Mais comme le disait très justement Célia Hodent, spécialiste en psychologie des jeux vidéo, « le problème avec les discours sur le nudge ou les dark patterns est qu’ils teintent tout en blanc ou en noir, alors que nous sommes face à beaucoup de nuances de gris ». Donc comme les dark patterns, les nudges posent la question d’un frein au libre-arbitre, car l’architecture des choix amène tout de même à une orientation. Finalement, a-t-on vraiment le choix ?

En réalité ces manœuvres dans le monde virtuel peuvent être rapprochées aux manœuvres dans le monde réel, et plus précisément sur les divers contrats et actes. En effet, il existe depuis très longtemps un problème d’extorsion du consentement des parties aux contrats, par exemple au moyen de clauses rédigées en petits caractères dans l’objectif qu’elles ne soient pas lues. Ces problèmes soulevés par la présentation des contrats, se prolongent désormais en matière d’acceptation des cookies. Cela amène donc à s’intéresser à l’encadrement d’un nouveau formalisme sur internet, un formalise sur les écrans.

Aujourd’hui, les acteurs majeurs d’internet prennent de plus en plus conscience que ces pop-ups sont excessifs et inappropriés. Comme le faisait comprendre les recommandations de la CNIL précédemment étudiées, un véritable problème de consentement découle de l’usage de ces pop-ups. Par ailleurs, dans une communication de juin 2017 l’administrateur mondial de la publicité avait indiqué que les pop-ups et de manière générale les formats « surgissants » devraient être à « bannir ». Toutefois, pour l’instant aucune solution intermédiaire n’est proposée, et comme l’indique les recommandations de la CNIL « la licéité du recours à un « cookie wall » doit être appréciée au cas par cas ». Il convient de surveiller durant l’année 2021 la mise en place effective des ambitieuses recommandations de la CNIL.
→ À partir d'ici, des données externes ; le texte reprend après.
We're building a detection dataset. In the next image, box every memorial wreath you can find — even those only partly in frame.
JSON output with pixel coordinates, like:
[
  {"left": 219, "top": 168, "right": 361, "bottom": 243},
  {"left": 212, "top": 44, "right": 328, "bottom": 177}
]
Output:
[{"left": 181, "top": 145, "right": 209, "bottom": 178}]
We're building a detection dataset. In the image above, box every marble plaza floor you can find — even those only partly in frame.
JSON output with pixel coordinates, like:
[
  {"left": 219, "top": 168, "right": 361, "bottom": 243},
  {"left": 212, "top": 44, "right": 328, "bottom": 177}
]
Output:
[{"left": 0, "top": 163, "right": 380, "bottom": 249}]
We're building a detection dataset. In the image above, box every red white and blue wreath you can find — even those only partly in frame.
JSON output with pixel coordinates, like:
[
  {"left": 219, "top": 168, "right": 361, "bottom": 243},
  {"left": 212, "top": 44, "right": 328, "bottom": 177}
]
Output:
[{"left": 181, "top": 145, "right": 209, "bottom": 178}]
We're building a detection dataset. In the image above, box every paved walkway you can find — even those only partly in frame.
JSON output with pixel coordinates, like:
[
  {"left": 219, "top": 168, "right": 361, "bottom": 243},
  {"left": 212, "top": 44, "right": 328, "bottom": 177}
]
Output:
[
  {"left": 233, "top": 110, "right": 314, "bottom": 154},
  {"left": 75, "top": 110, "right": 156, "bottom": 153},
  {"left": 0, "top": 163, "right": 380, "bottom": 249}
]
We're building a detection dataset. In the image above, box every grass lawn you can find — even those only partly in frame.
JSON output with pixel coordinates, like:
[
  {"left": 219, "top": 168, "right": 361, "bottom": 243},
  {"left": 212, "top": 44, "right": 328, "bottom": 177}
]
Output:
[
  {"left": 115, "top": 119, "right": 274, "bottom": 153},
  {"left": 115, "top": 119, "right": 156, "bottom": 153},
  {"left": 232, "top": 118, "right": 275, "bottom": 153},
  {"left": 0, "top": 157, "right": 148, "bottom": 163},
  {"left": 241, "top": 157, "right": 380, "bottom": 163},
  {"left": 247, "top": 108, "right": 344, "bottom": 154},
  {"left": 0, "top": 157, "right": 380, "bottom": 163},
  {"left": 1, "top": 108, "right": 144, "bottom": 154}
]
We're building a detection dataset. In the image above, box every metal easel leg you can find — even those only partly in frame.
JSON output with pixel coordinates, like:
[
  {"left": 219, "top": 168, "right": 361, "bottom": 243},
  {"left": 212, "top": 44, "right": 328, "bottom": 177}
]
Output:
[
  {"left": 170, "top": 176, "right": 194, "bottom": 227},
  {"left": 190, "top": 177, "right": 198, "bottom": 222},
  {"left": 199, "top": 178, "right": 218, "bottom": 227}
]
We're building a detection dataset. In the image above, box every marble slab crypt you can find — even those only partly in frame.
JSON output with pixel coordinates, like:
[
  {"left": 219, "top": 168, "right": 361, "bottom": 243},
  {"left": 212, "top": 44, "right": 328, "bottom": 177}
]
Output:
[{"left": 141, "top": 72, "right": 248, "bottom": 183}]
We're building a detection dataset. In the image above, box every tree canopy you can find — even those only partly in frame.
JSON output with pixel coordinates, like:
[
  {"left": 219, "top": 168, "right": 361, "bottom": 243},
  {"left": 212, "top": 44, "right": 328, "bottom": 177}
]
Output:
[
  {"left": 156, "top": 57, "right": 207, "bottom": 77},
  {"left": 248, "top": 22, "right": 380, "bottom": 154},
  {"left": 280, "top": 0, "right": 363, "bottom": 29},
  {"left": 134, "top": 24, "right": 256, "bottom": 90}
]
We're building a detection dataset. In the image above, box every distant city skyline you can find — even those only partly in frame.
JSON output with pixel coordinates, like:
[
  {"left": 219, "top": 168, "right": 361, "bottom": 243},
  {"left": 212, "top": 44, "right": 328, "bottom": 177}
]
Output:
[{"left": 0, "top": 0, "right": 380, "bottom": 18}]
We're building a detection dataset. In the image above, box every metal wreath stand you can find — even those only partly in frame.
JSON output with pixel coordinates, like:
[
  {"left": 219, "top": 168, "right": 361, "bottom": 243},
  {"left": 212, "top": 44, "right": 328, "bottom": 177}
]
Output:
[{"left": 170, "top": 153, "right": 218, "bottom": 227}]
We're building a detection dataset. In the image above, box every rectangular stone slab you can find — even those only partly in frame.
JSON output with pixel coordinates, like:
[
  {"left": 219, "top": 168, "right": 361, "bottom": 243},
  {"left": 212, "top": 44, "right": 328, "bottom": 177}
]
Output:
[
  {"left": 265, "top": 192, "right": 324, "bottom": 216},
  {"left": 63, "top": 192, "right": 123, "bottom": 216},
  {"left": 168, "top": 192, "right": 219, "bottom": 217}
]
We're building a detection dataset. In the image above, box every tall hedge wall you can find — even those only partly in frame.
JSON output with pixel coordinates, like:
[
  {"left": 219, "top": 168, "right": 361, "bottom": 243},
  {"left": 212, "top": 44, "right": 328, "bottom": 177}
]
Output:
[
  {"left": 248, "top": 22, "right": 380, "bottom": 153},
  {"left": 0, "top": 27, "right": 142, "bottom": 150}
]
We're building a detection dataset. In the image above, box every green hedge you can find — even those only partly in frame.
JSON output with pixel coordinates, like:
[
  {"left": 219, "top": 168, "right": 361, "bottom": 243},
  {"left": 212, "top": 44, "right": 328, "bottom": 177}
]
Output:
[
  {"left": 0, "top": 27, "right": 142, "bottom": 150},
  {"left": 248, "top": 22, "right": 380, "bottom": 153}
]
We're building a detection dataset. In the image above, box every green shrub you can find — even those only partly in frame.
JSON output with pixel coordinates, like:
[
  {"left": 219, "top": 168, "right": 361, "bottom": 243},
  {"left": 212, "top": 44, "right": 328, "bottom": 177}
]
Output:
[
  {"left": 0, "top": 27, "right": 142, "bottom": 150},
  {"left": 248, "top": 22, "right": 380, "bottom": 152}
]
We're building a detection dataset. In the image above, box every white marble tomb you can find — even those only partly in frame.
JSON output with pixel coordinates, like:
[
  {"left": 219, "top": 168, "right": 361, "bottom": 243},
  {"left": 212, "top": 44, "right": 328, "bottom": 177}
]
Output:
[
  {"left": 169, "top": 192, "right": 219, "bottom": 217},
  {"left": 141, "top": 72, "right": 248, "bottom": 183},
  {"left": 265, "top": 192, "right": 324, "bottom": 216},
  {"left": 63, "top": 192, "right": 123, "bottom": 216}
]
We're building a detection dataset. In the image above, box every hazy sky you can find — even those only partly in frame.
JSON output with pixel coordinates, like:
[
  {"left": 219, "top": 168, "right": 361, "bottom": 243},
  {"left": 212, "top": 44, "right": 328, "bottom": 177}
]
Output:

Mais il faut pour le moment tenter au mieux de faire ses choix quant au traitement des données personnelles, sans influence, en prenant du recul sur la mise en forme des pop-ups. La partie est loin d’être gagnée …

 

Sincères remerciements à Monsieur Arnaud Latil, Maître de conférences en droit privé à la Sorbonne Université et dispensant le cours de « Libertés individuelles et nouvelles techniques » à la Faculté Jean Monnet, Université Paris-Saclay, pour avoir pris le temps de généreusement m’aider et me conseiller afin de mener à bien l’aboutissement de cet article.